Nigerian religious leader (1927–2025)

Sheikh Dahiru Usman OFR (29 June 1927 – 26 November 2025) was a Nigerian Islamic scholar. He was part of the Islamic Sufi group known as the Tijaniyyah and prominent in Nigeria.

== Early life ==
Sheikh Dahiru Bauchi was born in East Gombe at Northern Region, Nigeria. His parents were from Bauchi in East Gombe. His maternal roots are from Gombe. Dahiru Bauchi was born in the Hijri year 1346 (Gregorian calendar: 29 June 1927).

== Education ==
As a youth Dahiru Bauchi studied the Holy Qur’an under the tutelage of his father Alhaji Usman. Eventually he learned to recite the entire Qur’an from memory as could his father. He studied under scholars like Shaykh Tijani Usman Zangon-Bare-bari, Shaykh Abubakar Atiku and Shaykh Abdulqadir Zaria He received the Tijjaniyyah Tariqah. His father was a Tijani muqaddam (Imam), who was granted authorization (ijāzah) for tariqa.
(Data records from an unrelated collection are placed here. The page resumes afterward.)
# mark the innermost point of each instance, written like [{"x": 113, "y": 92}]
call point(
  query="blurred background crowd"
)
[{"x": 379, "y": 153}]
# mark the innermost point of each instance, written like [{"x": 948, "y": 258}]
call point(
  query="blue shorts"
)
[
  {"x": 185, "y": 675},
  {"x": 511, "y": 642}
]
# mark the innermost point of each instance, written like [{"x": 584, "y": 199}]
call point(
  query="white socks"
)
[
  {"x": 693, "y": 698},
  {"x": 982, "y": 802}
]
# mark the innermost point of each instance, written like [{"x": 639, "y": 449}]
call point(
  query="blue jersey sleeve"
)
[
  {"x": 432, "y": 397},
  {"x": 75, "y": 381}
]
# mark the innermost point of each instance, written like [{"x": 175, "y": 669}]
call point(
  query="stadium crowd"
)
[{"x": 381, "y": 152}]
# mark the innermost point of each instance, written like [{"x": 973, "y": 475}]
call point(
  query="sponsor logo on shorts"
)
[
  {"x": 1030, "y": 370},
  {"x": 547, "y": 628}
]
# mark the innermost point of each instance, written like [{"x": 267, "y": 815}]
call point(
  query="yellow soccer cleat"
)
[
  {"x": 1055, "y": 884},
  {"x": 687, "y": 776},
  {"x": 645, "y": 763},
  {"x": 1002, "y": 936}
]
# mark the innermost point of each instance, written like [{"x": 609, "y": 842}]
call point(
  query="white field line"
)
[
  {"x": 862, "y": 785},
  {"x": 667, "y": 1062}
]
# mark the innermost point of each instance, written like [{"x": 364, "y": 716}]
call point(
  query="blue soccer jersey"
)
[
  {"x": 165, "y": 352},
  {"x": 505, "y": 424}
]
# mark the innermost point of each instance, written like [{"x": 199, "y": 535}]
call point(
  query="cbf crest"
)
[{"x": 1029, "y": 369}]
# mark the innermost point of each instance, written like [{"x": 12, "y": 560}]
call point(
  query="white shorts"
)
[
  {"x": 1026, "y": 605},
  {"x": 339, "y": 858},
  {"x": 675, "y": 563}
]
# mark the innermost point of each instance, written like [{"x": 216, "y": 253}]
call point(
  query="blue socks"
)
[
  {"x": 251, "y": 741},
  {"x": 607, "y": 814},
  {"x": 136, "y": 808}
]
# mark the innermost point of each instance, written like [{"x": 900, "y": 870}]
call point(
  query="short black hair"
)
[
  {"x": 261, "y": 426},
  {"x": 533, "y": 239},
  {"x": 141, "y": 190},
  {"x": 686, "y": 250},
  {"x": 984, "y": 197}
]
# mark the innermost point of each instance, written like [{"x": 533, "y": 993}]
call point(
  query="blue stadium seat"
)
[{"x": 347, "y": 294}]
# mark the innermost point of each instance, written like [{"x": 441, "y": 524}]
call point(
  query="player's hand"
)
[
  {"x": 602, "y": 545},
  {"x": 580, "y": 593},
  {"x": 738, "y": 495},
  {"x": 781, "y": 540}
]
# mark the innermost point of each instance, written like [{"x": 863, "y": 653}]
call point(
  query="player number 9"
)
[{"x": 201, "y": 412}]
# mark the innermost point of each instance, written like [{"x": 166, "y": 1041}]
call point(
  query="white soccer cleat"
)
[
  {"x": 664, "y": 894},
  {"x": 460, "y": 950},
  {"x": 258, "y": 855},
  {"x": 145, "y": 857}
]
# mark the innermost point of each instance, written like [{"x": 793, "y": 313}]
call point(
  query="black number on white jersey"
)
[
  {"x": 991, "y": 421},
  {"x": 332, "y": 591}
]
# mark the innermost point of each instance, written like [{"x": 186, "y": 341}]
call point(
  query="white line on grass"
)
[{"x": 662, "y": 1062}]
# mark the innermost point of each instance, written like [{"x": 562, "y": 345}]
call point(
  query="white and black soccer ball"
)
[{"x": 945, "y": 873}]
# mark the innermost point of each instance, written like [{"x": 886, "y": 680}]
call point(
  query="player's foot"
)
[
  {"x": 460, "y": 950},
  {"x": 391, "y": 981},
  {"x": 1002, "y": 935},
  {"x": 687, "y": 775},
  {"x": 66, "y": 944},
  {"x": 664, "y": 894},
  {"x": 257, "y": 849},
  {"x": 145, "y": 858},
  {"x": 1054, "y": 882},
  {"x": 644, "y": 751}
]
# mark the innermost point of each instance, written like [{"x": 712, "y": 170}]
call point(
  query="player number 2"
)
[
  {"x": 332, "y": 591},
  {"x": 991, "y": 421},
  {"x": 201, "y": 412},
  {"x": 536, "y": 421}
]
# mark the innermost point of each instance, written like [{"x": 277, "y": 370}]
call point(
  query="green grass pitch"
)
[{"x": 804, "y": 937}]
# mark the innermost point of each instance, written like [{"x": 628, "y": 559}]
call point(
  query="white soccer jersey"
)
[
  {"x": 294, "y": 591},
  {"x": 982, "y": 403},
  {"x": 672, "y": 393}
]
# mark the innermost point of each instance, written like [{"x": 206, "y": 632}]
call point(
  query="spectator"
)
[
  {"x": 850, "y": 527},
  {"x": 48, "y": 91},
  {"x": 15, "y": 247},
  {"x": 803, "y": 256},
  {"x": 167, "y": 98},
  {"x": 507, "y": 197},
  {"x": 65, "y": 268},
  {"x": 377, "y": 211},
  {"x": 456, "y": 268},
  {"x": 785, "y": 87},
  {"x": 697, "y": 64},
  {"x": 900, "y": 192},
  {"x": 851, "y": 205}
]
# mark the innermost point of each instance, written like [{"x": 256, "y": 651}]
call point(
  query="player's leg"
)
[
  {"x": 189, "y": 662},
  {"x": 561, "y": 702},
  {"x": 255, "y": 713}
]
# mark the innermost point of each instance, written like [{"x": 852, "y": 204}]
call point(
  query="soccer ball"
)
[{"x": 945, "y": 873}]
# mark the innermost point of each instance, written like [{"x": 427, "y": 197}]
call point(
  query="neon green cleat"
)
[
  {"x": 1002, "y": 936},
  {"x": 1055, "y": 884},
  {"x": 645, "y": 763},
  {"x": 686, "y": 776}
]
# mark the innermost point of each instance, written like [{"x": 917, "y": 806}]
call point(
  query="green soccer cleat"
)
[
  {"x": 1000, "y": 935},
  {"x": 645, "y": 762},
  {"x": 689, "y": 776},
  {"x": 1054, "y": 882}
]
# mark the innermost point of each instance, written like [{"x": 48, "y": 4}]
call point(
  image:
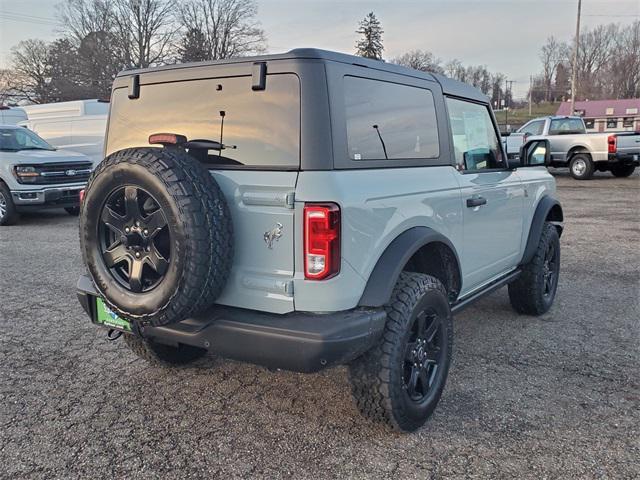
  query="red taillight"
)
[
  {"x": 321, "y": 241},
  {"x": 166, "y": 139}
]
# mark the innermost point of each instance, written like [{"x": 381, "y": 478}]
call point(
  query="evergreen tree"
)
[
  {"x": 193, "y": 46},
  {"x": 370, "y": 45}
]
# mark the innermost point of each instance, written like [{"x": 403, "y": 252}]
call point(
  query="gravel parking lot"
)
[{"x": 556, "y": 396}]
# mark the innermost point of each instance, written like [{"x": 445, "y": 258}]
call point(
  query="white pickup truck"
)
[{"x": 571, "y": 146}]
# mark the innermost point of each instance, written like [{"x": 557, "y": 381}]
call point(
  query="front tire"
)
[
  {"x": 533, "y": 292},
  {"x": 622, "y": 170},
  {"x": 581, "y": 166},
  {"x": 8, "y": 214},
  {"x": 401, "y": 379},
  {"x": 159, "y": 354}
]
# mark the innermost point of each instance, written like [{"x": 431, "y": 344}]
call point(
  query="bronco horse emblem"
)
[{"x": 273, "y": 235}]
Dahiru Bauchi is deputy chair of the Fatwa Committee of the Supreme Council Of Islamic Affairs (NSCIA) in Nigeria.

Mosque of Shaykh Tahir Usman Bauchi

== Criticism ==
Bauchi was detained in 2009 in Saudi Arabia by Saudi security forces while performing his pilgrimage in Mecca. The cause of the arrest was the ongoing doctrinal dispute between three major Nigerian Islamic groups, Darika, Izala, and Shi'ah, that broke out during Ramadan of that year.

== Shi'a killings ==
Bauchi blamed the 2015 Zaria massacre on Nigerian authorities.
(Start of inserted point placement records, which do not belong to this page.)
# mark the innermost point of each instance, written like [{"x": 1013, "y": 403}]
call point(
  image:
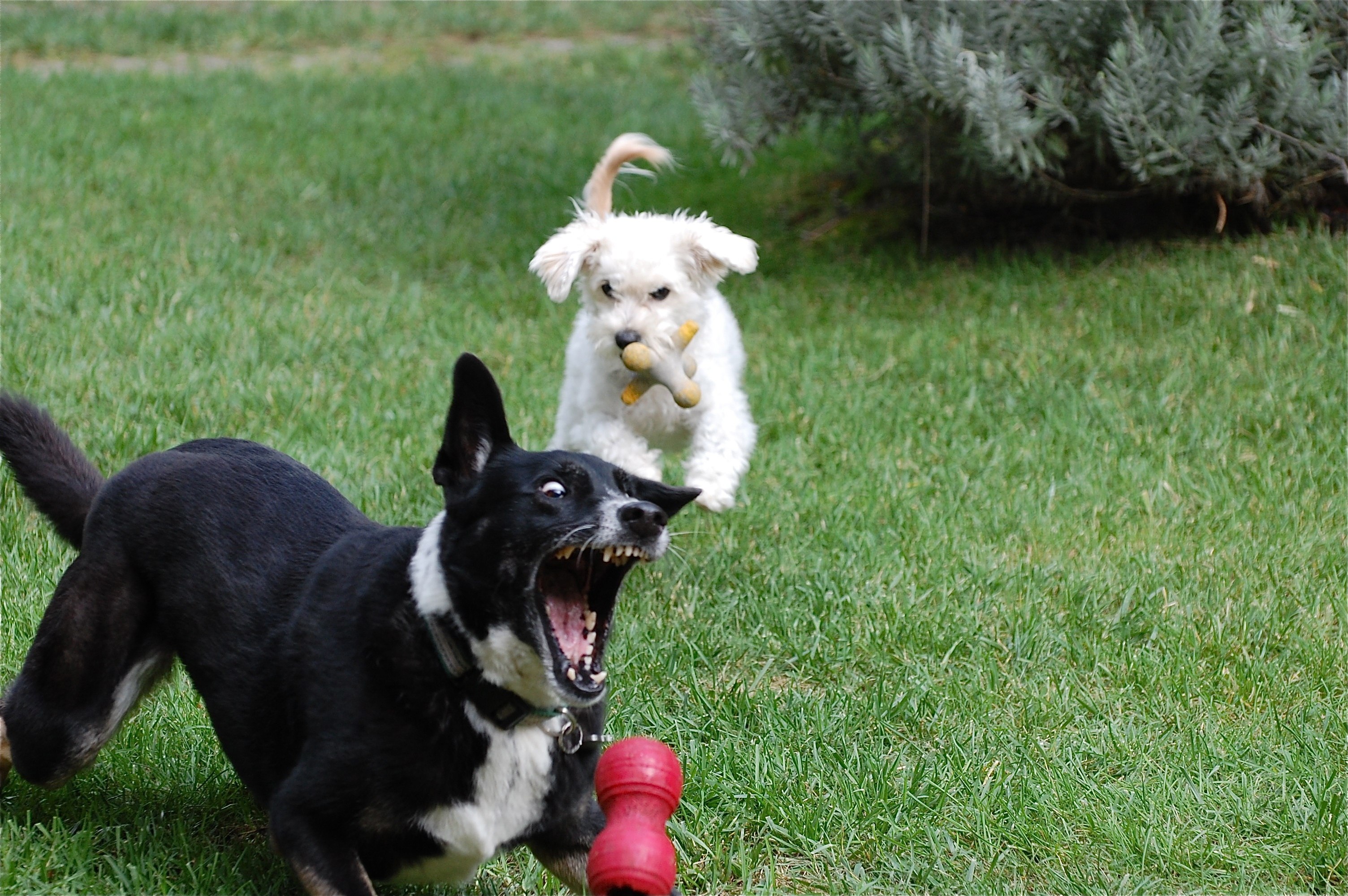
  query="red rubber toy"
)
[{"x": 638, "y": 784}]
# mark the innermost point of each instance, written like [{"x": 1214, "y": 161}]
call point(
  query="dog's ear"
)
[
  {"x": 558, "y": 262},
  {"x": 716, "y": 250},
  {"x": 476, "y": 427},
  {"x": 668, "y": 498}
]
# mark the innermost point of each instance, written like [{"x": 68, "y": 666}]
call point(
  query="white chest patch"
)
[{"x": 509, "y": 791}]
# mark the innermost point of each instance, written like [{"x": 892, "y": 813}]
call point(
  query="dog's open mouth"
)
[{"x": 579, "y": 588}]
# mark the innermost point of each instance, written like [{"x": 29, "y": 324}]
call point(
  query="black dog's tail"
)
[{"x": 53, "y": 472}]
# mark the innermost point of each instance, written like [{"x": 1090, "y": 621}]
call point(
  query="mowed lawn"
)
[{"x": 1038, "y": 576}]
== Personal life and death ==
Bauchi had more than 80 children, and was married to the daughter of the renowned 20th-century Tijani scholar Sheikh Ibrahim Niasse. Sheikh Baba Laminu Niasse of Kaolack, Senegal, officiated the marriage in Ibrahim Niasse Mosque, Senegal.

Bauchi died peacefully in his home after a prolonged illness in the early hours of 26 November 2025, at the age of 98.